Powerhouse Kjørbo has received enormous national and international attention, has been nominated for a number of awards, attracting interested parties from all over the world, and has become a flagship project for Norway. It clearly demonstrates that existing properties can be renovated not only to meet, but to exceed, modern energy consumption standards even in cold climates, and that it is of commercial and environmental benefit for everyone to adopt these new technologies as we combat climate change and transition to a renewable-energy economy.

Synnøve Marie Kvam is the Chair of Tsavo Conservation Group's Nordic branch, she is head of its Stabilization through Conservation (StabilCon) advisory council, and she is a fellow of the Royal Geographic Society. Additionally, she collaborates with Impactvista, an international company dedicated to matching investors and businesses with entrepreneurs and sustainable initiatives. In 2018, to further merge her projects and passions, she founded the consultancy company Sparkle! 

Synnøve is a member of the Board of Directors of The Explorers Club in NYC, and is also chair of the Explorers Club Norway Chapter. She also holds a key role in the organization's Sustainability Task Force working to adopt environmentally sound practices.

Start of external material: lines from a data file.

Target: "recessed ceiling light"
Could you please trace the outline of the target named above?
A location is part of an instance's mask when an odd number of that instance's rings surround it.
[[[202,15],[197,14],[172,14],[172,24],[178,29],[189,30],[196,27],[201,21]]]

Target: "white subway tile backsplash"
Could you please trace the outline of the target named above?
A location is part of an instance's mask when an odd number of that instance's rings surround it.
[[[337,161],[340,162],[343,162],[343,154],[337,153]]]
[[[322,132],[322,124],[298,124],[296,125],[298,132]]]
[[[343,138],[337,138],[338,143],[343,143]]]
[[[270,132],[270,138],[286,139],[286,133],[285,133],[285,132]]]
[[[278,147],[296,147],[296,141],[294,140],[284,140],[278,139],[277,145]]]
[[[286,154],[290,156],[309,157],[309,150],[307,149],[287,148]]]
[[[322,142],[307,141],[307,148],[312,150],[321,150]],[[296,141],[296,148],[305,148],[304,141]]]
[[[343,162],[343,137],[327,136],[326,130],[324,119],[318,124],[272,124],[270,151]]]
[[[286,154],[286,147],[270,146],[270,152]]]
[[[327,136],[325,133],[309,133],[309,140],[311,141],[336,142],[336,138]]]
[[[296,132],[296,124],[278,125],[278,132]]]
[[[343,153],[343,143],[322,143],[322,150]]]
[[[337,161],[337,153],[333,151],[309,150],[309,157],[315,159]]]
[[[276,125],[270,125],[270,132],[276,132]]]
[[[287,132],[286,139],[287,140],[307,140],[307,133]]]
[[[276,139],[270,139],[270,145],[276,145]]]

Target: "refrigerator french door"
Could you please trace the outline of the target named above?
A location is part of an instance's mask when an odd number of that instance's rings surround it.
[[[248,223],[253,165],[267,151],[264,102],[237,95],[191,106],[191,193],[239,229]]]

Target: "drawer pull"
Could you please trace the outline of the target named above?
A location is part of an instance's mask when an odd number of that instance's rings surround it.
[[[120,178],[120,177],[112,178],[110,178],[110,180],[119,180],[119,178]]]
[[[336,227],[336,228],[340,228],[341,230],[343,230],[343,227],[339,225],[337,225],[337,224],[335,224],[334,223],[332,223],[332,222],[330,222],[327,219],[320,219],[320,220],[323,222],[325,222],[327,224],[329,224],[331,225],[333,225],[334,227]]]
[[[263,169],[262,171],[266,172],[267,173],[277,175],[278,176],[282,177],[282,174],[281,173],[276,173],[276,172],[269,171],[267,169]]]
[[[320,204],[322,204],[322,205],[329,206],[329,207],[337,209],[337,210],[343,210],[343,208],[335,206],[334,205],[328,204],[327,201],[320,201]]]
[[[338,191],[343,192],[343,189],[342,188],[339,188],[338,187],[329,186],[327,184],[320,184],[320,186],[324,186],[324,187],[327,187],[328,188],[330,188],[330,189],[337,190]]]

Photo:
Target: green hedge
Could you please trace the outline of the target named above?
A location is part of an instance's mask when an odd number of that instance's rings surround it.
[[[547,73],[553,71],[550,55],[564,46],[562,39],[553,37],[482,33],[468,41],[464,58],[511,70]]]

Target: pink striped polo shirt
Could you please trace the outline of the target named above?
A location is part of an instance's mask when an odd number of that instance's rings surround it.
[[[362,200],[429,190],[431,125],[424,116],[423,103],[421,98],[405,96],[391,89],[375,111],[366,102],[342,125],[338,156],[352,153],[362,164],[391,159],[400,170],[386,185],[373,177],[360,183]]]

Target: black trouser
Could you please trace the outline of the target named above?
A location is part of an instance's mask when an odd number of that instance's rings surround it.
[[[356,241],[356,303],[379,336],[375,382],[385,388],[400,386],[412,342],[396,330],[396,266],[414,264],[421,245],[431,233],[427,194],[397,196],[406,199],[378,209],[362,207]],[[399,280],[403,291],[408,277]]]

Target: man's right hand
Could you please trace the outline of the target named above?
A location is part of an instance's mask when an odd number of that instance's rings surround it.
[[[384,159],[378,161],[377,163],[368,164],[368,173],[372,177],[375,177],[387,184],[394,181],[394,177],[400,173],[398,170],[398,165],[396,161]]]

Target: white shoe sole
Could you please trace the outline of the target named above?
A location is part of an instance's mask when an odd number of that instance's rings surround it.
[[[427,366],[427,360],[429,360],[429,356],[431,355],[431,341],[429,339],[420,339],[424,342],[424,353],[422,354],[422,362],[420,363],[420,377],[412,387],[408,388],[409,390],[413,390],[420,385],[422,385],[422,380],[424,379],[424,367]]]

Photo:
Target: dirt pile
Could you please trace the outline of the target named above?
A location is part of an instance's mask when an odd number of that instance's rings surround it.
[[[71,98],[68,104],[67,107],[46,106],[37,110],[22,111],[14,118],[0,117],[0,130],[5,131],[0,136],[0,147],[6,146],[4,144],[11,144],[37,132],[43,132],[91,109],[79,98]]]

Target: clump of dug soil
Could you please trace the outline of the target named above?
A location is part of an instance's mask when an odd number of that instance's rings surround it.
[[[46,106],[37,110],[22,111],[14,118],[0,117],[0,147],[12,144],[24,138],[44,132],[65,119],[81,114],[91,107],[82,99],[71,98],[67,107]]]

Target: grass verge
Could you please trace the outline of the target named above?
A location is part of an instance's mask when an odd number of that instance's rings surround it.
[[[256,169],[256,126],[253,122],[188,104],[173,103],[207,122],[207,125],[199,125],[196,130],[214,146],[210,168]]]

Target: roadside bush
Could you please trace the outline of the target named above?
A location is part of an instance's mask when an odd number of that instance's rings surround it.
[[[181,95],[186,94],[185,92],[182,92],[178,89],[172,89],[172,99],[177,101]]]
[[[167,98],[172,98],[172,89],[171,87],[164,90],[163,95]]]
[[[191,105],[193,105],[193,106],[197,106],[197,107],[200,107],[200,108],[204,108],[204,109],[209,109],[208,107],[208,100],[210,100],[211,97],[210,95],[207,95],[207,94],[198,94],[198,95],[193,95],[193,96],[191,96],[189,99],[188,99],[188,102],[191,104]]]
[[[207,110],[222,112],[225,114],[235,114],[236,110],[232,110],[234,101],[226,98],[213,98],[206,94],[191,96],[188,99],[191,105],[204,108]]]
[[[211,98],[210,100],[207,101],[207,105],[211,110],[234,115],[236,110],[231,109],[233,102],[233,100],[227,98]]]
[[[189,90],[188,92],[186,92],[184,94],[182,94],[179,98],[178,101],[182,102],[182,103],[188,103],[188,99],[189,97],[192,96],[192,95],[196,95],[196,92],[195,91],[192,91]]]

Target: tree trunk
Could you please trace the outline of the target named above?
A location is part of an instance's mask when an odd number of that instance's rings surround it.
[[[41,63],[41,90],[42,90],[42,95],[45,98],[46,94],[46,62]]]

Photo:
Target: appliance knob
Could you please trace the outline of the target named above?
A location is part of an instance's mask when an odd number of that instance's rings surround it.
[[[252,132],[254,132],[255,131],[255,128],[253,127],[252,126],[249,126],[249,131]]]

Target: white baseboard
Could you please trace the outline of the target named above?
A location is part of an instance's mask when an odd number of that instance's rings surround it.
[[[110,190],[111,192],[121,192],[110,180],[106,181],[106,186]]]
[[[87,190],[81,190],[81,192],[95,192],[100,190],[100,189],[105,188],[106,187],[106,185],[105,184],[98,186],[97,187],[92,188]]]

Inspired by explorer Thor Heyerdahl to become an archaeologist, she earned a Bachelor Degree in Archaeology from University College London and a Master's Degree in Peace and Conflict Studies from University of Sydney. She has conducted fieldwork on sites in Peru, the Caribbean, Belize and elsewhere. She formerly served as Guest Services Manager and Coordinator of the Education Program at The Kon-Tiki Museum in Oslo, Norway, and formerly part of the Norwegian Defence Research Institute TERRA (Terrorism and Asymmetric Warfare) project.